**Total stock return = [ (P _{1} – P_{0}) + D ] ÷ P_{0}**

P_{0} = Initial price of stock

P_{1} = Closing price of stock

D = Dividends

Total stock return formula is used to calculate the gains or growth in the price of a stock and any dividends earned on investment. A share or stock can have only two types of growing or earnings patterns which includes either by dividends or by price increment. In the formula above the numerator value calculates the difference in price for the period (i.e. increase in price). On the other side denominator takes in to account the total return earned by the stock on the basis of original price (buying price).

## Calculating profit earned with stock return formula

The formula for total stock return calculates the ROI in term of percentage. To convert the values in to cash terms a simple tweak is enough and you can do that by using the following equation.
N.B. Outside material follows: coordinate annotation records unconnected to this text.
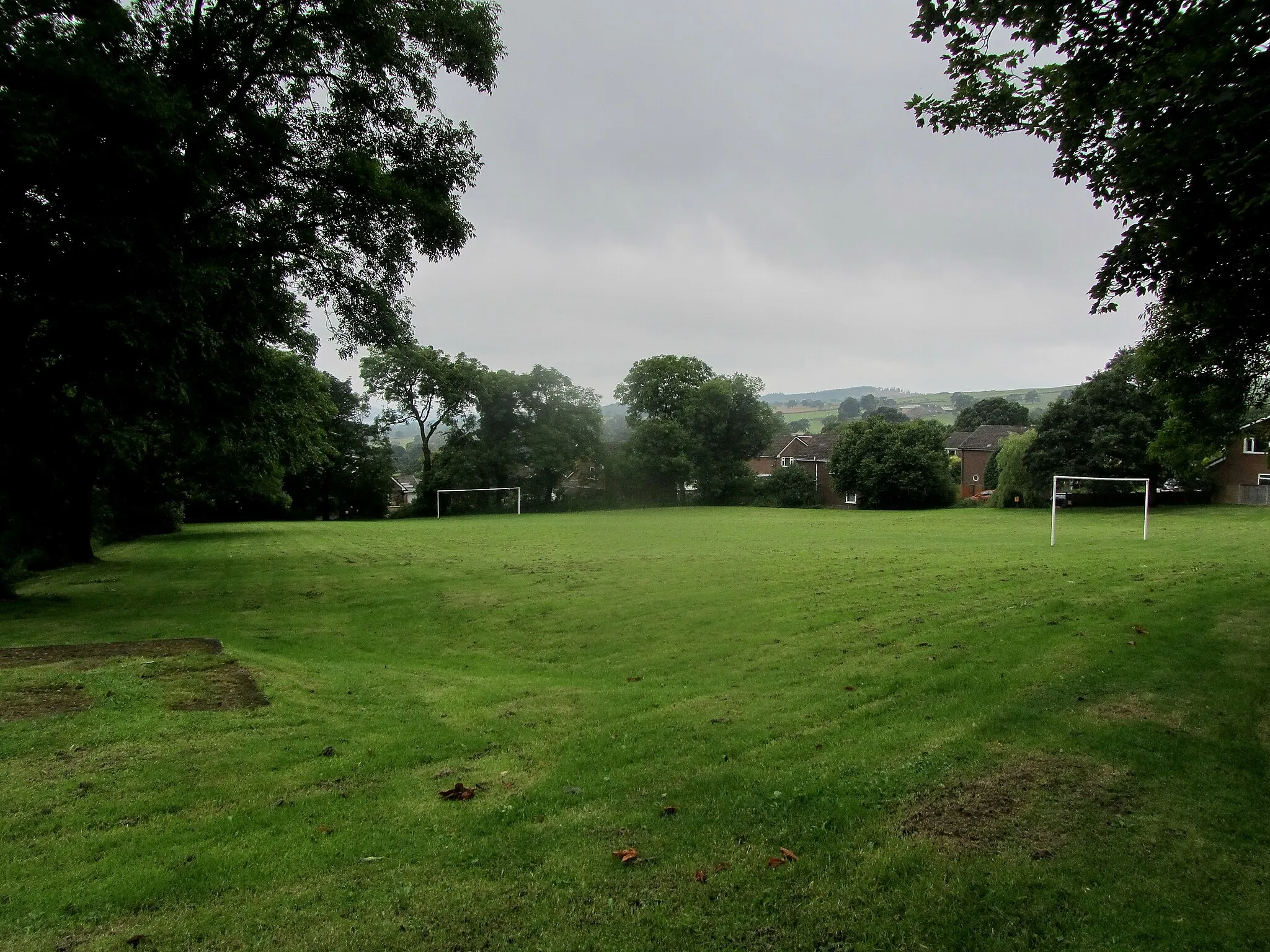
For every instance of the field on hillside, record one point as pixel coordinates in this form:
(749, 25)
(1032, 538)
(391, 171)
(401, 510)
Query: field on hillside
(969, 741)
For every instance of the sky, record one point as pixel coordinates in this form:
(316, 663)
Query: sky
(739, 182)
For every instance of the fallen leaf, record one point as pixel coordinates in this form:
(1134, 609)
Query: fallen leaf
(458, 792)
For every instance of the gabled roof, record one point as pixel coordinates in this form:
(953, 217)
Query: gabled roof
(988, 437)
(803, 446)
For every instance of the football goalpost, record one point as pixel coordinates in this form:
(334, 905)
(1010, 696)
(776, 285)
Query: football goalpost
(493, 489)
(1053, 505)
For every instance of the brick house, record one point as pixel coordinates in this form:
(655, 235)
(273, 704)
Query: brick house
(975, 450)
(812, 452)
(1244, 474)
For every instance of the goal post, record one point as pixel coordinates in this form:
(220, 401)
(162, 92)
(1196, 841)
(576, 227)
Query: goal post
(1053, 500)
(492, 489)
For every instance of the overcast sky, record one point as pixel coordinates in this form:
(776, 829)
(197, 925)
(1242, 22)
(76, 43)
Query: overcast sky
(741, 182)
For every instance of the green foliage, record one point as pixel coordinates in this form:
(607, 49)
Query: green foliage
(178, 182)
(1013, 475)
(892, 414)
(527, 430)
(690, 426)
(993, 412)
(893, 465)
(424, 385)
(789, 487)
(1105, 430)
(1160, 108)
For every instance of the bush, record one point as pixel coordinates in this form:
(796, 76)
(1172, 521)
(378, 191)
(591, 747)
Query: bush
(893, 465)
(790, 487)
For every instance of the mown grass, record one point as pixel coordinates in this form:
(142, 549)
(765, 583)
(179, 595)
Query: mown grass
(1009, 771)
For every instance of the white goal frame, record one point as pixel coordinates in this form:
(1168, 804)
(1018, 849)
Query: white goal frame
(492, 489)
(1053, 500)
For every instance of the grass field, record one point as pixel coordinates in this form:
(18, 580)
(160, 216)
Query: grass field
(1043, 748)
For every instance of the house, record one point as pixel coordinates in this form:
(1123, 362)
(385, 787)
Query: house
(809, 451)
(975, 450)
(1242, 475)
(402, 490)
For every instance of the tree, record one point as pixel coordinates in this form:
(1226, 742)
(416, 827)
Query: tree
(889, 413)
(424, 385)
(177, 180)
(893, 465)
(353, 478)
(1160, 108)
(790, 487)
(1105, 430)
(527, 428)
(993, 412)
(689, 425)
(1013, 475)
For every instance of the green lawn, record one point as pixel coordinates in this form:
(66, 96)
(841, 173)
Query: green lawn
(1009, 772)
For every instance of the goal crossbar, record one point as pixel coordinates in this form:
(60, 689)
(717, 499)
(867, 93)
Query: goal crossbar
(1053, 499)
(483, 489)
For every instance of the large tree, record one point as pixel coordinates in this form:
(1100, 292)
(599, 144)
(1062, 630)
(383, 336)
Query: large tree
(893, 465)
(1160, 107)
(177, 182)
(1104, 430)
(424, 385)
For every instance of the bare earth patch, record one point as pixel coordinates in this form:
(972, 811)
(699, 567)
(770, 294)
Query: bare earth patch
(27, 656)
(1033, 803)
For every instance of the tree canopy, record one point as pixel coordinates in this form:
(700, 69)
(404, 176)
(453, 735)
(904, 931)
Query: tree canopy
(1160, 107)
(993, 412)
(893, 465)
(178, 182)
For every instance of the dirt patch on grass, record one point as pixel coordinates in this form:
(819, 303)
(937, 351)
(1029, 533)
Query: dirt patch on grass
(1030, 804)
(38, 701)
(29, 656)
(1135, 708)
(225, 687)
Although, percentage terms helps in quick comparison but some people like to look in the profit figures.

Total return = (P_{1} – P_{0}) + D

Let’s suppose, that an individual buy shares for $700 and after one year dividend paid for shares was $30 while the price of share at that time was $750. Now if we calculate the total return then it will be;

Total return = (750 – 700) + 30

= $80

### Total stock return formula example

We will continue with the example we discussed earlier, where the initial price of stock was $700 and closing price for the period was $750 in addition to a dividend of $30 at the end of period. After putting values in the formula we get;

Total stock return = [ (750 – 700) + 30 ] ÷ 700

= 80 ÷ 700

= 11.43%

### Total stock return formula alternatives

One can also calculate total stock return by using another mix of formula which include __dividend yield__ and __capital gains yield__.

**Total stock return = Dividend yield + Capital gains yield**

The above equation can be used as an alternate to calculate total stock return. It is derived by separating two values of the formula including stock appreciation and dividend. After separating both values we can then replace it in dividend yield and capital gain yield respectively. We can here represent the resultant value in both percentage term and mathematical figure term.